In his last major address to the country, known as the “Strike at the Helm” speech, Hugo Chávez called for the transformation of Venezuela into a communal socialist state. He described the communes, which combine communal councils with socially-owned economic enterprises, as the “implants” of socialism within the capitalist present, and that the Bolivarian movement must “territorialize” and centralize the communes so that they can take over the functions of state now held by local, state and national governments. These two laws aim to codify this goal and open the way for its realization by the Bolivarian movement.

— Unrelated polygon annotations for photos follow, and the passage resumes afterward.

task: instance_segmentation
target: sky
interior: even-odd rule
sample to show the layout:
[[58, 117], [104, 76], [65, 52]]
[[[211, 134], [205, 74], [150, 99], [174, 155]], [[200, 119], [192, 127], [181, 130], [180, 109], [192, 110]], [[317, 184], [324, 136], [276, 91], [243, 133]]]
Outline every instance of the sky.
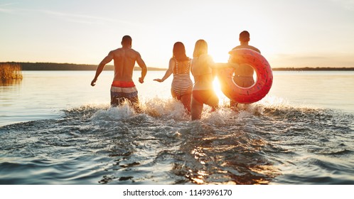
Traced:
[[98, 65], [129, 35], [149, 67], [198, 39], [225, 63], [247, 30], [272, 68], [354, 67], [354, 0], [0, 0], [0, 62]]

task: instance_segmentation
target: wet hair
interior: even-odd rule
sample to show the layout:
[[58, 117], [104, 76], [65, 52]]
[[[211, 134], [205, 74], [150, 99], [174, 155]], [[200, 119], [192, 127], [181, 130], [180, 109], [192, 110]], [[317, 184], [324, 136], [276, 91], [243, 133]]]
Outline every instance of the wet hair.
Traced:
[[247, 42], [250, 41], [250, 33], [243, 31], [240, 33], [240, 41]]
[[195, 42], [193, 57], [198, 58], [203, 54], [208, 54], [208, 43], [205, 41], [200, 39]]
[[122, 38], [122, 45], [132, 45], [132, 38], [129, 36], [124, 36]]
[[185, 61], [189, 59], [186, 55], [186, 48], [182, 42], [178, 41], [173, 45], [173, 57], [177, 61]]

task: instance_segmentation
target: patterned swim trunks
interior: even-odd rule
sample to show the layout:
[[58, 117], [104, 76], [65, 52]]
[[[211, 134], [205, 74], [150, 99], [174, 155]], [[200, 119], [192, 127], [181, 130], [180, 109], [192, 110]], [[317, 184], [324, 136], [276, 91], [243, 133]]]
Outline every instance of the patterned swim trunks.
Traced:
[[134, 107], [139, 104], [138, 90], [134, 82], [113, 81], [111, 87], [111, 105], [120, 106], [126, 100]]

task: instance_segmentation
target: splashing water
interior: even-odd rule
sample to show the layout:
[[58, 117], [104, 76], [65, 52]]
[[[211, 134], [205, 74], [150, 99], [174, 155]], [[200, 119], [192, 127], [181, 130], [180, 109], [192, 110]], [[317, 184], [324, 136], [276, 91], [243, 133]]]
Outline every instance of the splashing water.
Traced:
[[0, 127], [0, 184], [353, 184], [354, 116], [267, 97], [191, 121], [173, 100]]

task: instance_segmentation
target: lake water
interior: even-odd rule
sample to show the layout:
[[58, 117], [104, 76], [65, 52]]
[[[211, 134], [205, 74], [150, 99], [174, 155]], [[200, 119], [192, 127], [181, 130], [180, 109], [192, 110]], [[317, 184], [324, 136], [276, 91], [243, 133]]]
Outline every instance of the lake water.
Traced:
[[353, 71], [275, 71], [262, 100], [235, 112], [218, 90], [194, 122], [164, 71], [134, 72], [143, 113], [110, 108], [112, 73], [1, 85], [0, 184], [354, 184]]

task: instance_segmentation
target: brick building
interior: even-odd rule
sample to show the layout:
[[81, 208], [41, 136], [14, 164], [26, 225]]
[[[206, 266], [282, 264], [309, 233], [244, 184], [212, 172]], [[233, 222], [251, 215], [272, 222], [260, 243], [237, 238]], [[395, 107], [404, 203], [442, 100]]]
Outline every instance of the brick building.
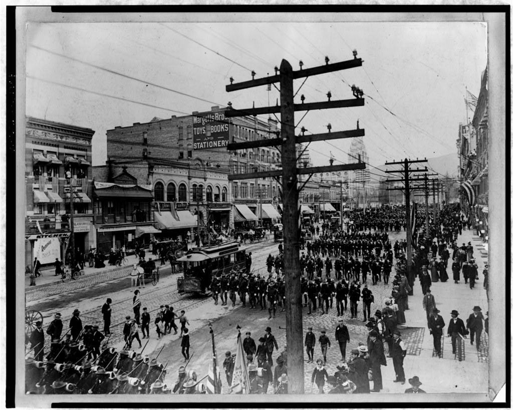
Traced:
[[[63, 260], [71, 234], [75, 247], [94, 241], [91, 128], [27, 117], [25, 126], [25, 263]], [[74, 184], [74, 186], [73, 186]]]
[[[172, 236], [173, 229], [185, 228], [181, 225], [174, 228], [176, 224], [170, 215], [162, 216], [163, 209], [170, 213], [188, 210], [196, 217], [199, 213], [200, 229], [207, 224], [214, 229], [252, 224], [259, 218], [270, 221], [278, 216], [272, 212], [279, 202], [275, 180], [229, 181], [228, 175], [278, 169], [279, 151], [265, 147], [232, 153], [225, 147], [230, 141], [275, 138], [277, 121], [252, 117], [225, 119], [224, 109], [214, 106], [207, 113], [167, 119], [155, 117], [148, 123], [107, 132], [109, 160], [105, 167], [110, 166], [113, 175], [127, 165], [140, 183], [145, 181], [151, 185], [153, 220], [162, 229], [167, 227], [170, 232], [165, 234]], [[216, 147], [209, 147], [212, 146]]]

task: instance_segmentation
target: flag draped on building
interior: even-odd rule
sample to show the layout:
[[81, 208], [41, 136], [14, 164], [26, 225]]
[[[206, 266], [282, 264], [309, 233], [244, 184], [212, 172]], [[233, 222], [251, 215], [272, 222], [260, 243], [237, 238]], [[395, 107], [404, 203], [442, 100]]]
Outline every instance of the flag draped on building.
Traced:
[[221, 393], [221, 375], [218, 364], [218, 355], [215, 352], [215, 344], [214, 342], [214, 331], [210, 326], [210, 334], [212, 335], [212, 360], [208, 366], [208, 375], [207, 377], [207, 393], [220, 394]]
[[249, 374], [248, 373], [248, 366], [246, 363], [246, 356], [242, 347], [242, 338], [239, 331], [237, 336], [237, 355], [235, 358], [233, 365], [233, 376], [231, 382], [231, 387], [240, 384], [242, 388], [242, 393], [249, 393]]
[[476, 193], [474, 192], [474, 189], [472, 187], [472, 181], [467, 179], [461, 184], [461, 188], [465, 191], [468, 204], [471, 207], [474, 206], [476, 204]]
[[411, 208], [410, 210], [410, 226], [411, 228], [410, 230], [411, 246], [413, 248], [417, 248], [417, 202], [414, 202], [411, 205]]
[[478, 103], [478, 98], [472, 94], [468, 90], [467, 91], [467, 96], [465, 98], [465, 102], [472, 111], [476, 110], [476, 106]]

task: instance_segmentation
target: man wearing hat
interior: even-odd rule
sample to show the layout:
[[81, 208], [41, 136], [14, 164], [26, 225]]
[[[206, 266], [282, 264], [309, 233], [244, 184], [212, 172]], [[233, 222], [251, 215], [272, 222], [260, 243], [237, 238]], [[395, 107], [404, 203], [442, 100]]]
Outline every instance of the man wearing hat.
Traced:
[[442, 357], [442, 334], [443, 333], [444, 322], [443, 318], [438, 313], [440, 312], [436, 308], [433, 309], [432, 314], [429, 318], [428, 327], [429, 328], [429, 334], [433, 335], [433, 346], [437, 354], [440, 358]]
[[424, 307], [424, 310], [426, 311], [426, 317], [427, 319], [427, 324], [429, 325], [431, 314], [433, 309], [437, 307], [435, 296], [431, 294], [431, 290], [429, 288], [426, 289], [426, 294], [422, 299], [422, 306]]
[[376, 330], [371, 330], [369, 333], [372, 342], [372, 347], [369, 350], [369, 363], [372, 370], [372, 379], [374, 381], [374, 387], [371, 391], [374, 393], [379, 392], [383, 388], [381, 366], [386, 366], [383, 344], [378, 338], [378, 333]]
[[393, 345], [392, 349], [392, 360], [393, 362], [393, 369], [396, 371], [396, 380], [394, 382], [400, 382], [404, 384], [406, 379], [404, 377], [404, 368], [403, 363], [404, 357], [406, 356], [406, 346], [401, 339], [401, 332], [395, 330], [393, 332]]
[[418, 376], [413, 376], [411, 379], [408, 379], [408, 382], [411, 385], [411, 387], [405, 390], [405, 393], [413, 393], [413, 394], [417, 394], [417, 393], [426, 393], [422, 389], [419, 388], [419, 386], [422, 383], [421, 382], [420, 380], [419, 380]]
[[30, 333], [30, 348], [33, 349], [34, 360], [43, 361], [45, 357], [45, 333], [43, 331], [43, 322], [37, 321], [35, 329]]
[[285, 365], [283, 359], [281, 356], [276, 358], [276, 366], [274, 367], [274, 388], [275, 393], [280, 387], [280, 378], [282, 375], [286, 376], [288, 374], [287, 366]]
[[484, 317], [479, 306], [474, 306], [473, 312], [470, 313], [467, 319], [467, 329], [470, 331], [470, 344], [473, 344], [474, 335], [476, 335], [476, 347], [479, 350], [481, 334], [483, 332], [483, 321]]
[[63, 322], [61, 320], [61, 313], [56, 313], [53, 315], [53, 320], [50, 322], [46, 333], [50, 335], [52, 339], [61, 339], [61, 334], [63, 331]]
[[308, 327], [308, 331], [305, 336], [305, 346], [306, 346], [306, 354], [308, 356], [308, 363], [313, 361], [313, 348], [315, 345], [315, 335], [312, 329], [311, 326]]
[[346, 346], [349, 342], [349, 332], [347, 326], [344, 324], [344, 320], [339, 319], [339, 324], [335, 329], [335, 340], [339, 342], [342, 361], [346, 361]]
[[223, 368], [224, 369], [226, 375], [226, 381], [228, 385], [231, 385], [231, 380], [233, 377], [233, 358], [231, 357], [231, 352], [228, 350], [225, 353], [225, 360], [223, 362]]
[[73, 311], [73, 316], [71, 316], [69, 321], [69, 327], [71, 329], [70, 333], [73, 340], [76, 340], [78, 338], [78, 335], [82, 331], [82, 320], [79, 318], [80, 311], [78, 309], [75, 309]]
[[256, 347], [256, 361], [258, 367], [261, 367], [262, 363], [267, 359], [267, 346], [266, 345], [264, 338], [260, 338], [258, 341], [260, 344]]
[[271, 328], [267, 326], [265, 329], [265, 334], [264, 335], [264, 339], [265, 341], [265, 345], [267, 347], [267, 361], [269, 365], [272, 366], [272, 352], [274, 347], [276, 350], [278, 349], [278, 343], [274, 338], [274, 336], [271, 333]]
[[450, 337], [452, 344], [452, 354], [456, 354], [456, 344], [458, 343], [458, 351], [459, 355], [459, 359], [461, 361], [461, 338], [460, 336], [465, 337], [467, 331], [465, 329], [465, 324], [463, 321], [458, 318], [459, 313], [457, 310], [453, 310], [450, 312], [452, 319], [449, 321], [447, 327], [447, 336]]
[[[361, 355], [365, 355], [367, 346], [361, 346], [361, 351], [359, 348], [351, 350], [351, 360], [348, 362], [349, 377], [357, 385], [355, 393], [368, 393], [370, 392], [369, 383], [369, 366]], [[364, 349], [365, 348], [365, 349]], [[364, 351], [365, 350], [365, 351]]]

Communal Cities are to be established by the initiative of the people. They will encompass all communes, communal councils, housing assemblies, worker councils and other mass formations in a specific territory. These “bodies of People’s Power” will elect a parliament, an executive council, a planning council, an economic council and a social control council. Through these structures, the Communal City will not only assume the functions of municipal government, but become the space for the working class and other popular sectors to develop socially-owned productive assets and systems of distribution.

The Communal Parliament, for its part, will bring together representatives of the Communal Cities to debate and determine the development of the communal state. It will have authority over the Ministry of Communes and will serve as a legislative body of equal legal standing to the National Assembly.

In short, the Communal Cities and the Communal Parliament will be the means by which the masses can build a new world out of the ashes of the old. For years Venezuela has been ravaged by imperialist aggression, by the internal sabotage of cowardly capitalists, and now the ravages of COVID-19. Unlike in the United States – where the motto of the Biden government is a “return to normalcy” – the Venezuelan people will not return to a past that did not meet their needs. They advance now, despite it all, in full unity with their Cuban comrades.